Ich schwieg und beobachtete, wie die Schatten der Orangenbäume tanzten.

»Du hast also an der Seite meines Neffen Jorg gekämpft?«, fragte Robert. »Bist du dabei zu deiner Verletzung gekommen?« Er hob die Hand zur Wange.

»Ich habe nicht an seiner Seite gekämpft, Herr, aber auf demselben Schlachtfeld«, sagte ich. »Meinen Namen kennt er bestimmt nicht, und mein Gesicht ebenso wenig, nicht einmal mit dieser Narbe. Die habe ich mir erst vor kurzer Zeit zugezogen, während meiner Reisen.«

»Das muss die Ehrlichkeit sein, von der Rowen schrieb. Viele andere hätten behauptet, zu seiner Linken gekämpft zu haben, um einen größeren Anspruch auf meine Großzügigkeit erheben zu können.« Robert lächelte und rieb sich das kleine Dreieck aus dunklem Bart an seinem Kinn. »Kannst du mit dem Schwert umgehen?«, fragte er. Mein Onkel trug schlichtes Leinen, ein weites Hemd. Brust und Arme waren sonnengebräunt und muskulös. Er schien mehr Reiter als Schwertkämpfer zu sein, aber bestimmt kannte er sich mit Klingen aus.

»Ja.«

»Und du kannst lesen und schreiben.«

»Ja.«

»Ein Mann mit vielen Talenten«, sagte Robert. »Ich werde Lord Jost bitten, einen Platz in der Hauswache für dich zu finden. Das genügt vorerst. Ich werde dich auch Qalasadi vorstellen  – er mag Leute, die sich mit Zahlen auskennen.« Er lächelte, als hätte er sich einen Scherz erlaubt.

»Ich danke Euch, Lord Robert«, sagte ich.

»Danke nicht mir, William. Danke meiner Schwester. Und zeig uns allen, dass sie dich richtig eingeschätzt hat.« Durch die Blätter der Orangenbäume sah er zum erstaunlich blauen Himmel hoch. »Bringt ihn zu Hauptmann Ortens«, sagte er, und Hauswächter führten mich weg.

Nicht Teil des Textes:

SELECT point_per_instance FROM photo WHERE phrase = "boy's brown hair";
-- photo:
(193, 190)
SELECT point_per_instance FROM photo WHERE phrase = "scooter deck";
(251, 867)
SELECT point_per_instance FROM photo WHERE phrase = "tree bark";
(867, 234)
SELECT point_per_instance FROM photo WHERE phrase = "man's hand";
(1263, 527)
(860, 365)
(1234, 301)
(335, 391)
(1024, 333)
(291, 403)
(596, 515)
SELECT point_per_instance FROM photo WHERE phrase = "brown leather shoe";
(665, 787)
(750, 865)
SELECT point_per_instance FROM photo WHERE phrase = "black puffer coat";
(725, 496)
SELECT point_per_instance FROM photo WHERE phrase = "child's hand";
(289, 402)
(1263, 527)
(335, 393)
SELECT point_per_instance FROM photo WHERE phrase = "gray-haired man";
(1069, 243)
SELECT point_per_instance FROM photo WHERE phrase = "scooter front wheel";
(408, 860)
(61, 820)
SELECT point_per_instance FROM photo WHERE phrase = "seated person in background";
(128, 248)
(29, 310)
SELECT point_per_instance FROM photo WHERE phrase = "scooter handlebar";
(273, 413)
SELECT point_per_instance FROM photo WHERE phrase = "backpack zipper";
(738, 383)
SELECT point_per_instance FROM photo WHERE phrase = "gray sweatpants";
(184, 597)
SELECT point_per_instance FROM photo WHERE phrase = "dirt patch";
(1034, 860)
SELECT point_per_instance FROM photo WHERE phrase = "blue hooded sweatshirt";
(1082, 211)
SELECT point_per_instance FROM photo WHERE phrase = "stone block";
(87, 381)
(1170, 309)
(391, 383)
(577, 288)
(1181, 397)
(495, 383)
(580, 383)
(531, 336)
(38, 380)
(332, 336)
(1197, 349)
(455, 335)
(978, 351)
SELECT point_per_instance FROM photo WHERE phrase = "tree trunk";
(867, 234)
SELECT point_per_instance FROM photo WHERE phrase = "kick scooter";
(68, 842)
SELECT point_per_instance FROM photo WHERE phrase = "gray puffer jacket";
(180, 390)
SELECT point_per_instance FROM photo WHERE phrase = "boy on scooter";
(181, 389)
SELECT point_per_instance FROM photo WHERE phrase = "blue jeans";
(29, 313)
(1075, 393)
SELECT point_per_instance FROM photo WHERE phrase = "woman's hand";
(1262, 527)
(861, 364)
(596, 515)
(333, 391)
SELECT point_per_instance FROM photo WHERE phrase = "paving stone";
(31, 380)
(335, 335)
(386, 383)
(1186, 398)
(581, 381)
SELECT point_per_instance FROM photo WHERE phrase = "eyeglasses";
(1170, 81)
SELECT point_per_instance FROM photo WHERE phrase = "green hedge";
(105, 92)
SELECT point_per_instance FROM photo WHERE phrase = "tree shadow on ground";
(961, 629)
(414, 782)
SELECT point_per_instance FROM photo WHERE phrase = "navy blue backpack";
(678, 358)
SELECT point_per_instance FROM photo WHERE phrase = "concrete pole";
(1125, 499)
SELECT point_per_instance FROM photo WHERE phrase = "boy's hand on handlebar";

Jene Nacht schlief ich im Wachhaus des Westturms. Ortens, ein Mann mit mehr Narben auf dem kahlen Kopf, als eigentlich möglich sein sollten, hatte gebrummt und geflucht, dann aber einen Kettenhemd-Waffenrock aus der Rüstkammer holen lassen und die Näherin beauftragt, ihn anzupassen und mich mit einer Uniform im Blau des Hauses Morrow auszustatten. Ich bekam auch ein Schwert, ein Langschwert aus der gleichen Schmiede wie die anderen Wächter, das besser sein sollte als die Klinge in meiner schmutzigen Scheide, zweifellos aber schöner, und damit war meine Ausrüstung als neuer Hauswächter komplett.

Die älteren Männer der Wache zeigten den üblichen Zweifel in Hinsicht auf mein Geschick mit dem Schwert. Sie meinten, ich sei vielleicht nicht einmal imstande, meine Mutter damit zu treffen, und sie wetteten darauf, wie lange es dauern mochte, bis mich der Hauptmann hinauswarf. Außerdem erlaubte meine ausländische Herkunft das Äußern schlechter Meinungen über die nördlichen Königreiche im Allgemeinen und Ankrath im Besonderen. Vor allem Ankrath erwies sich als wunder Punkt, da ihre Prinzessin Rowen dort ein unrühmliches Ende gefunden hatte. Ich gab zu, dass ich meine Mutter vermisste, deshalb aber nicht heimkehren würde. Darüber hinaus räumte ich ein, Bürger von Ankrath zu sein, allerdings einer, der an den Toren jenes Mannes gekämpft hatte, der für den Tod der Königin die Verantwortung trug. Ich betonte, dabei mitgeholfen zu haben, ihn für sein Verbrechen zur Rechenschaft zu ziehen. Was mein Kampfgeschick betraf … Ich forderte alle Männer mit zu viel Blut auf, einen direkten Eindruck zu gewinnen.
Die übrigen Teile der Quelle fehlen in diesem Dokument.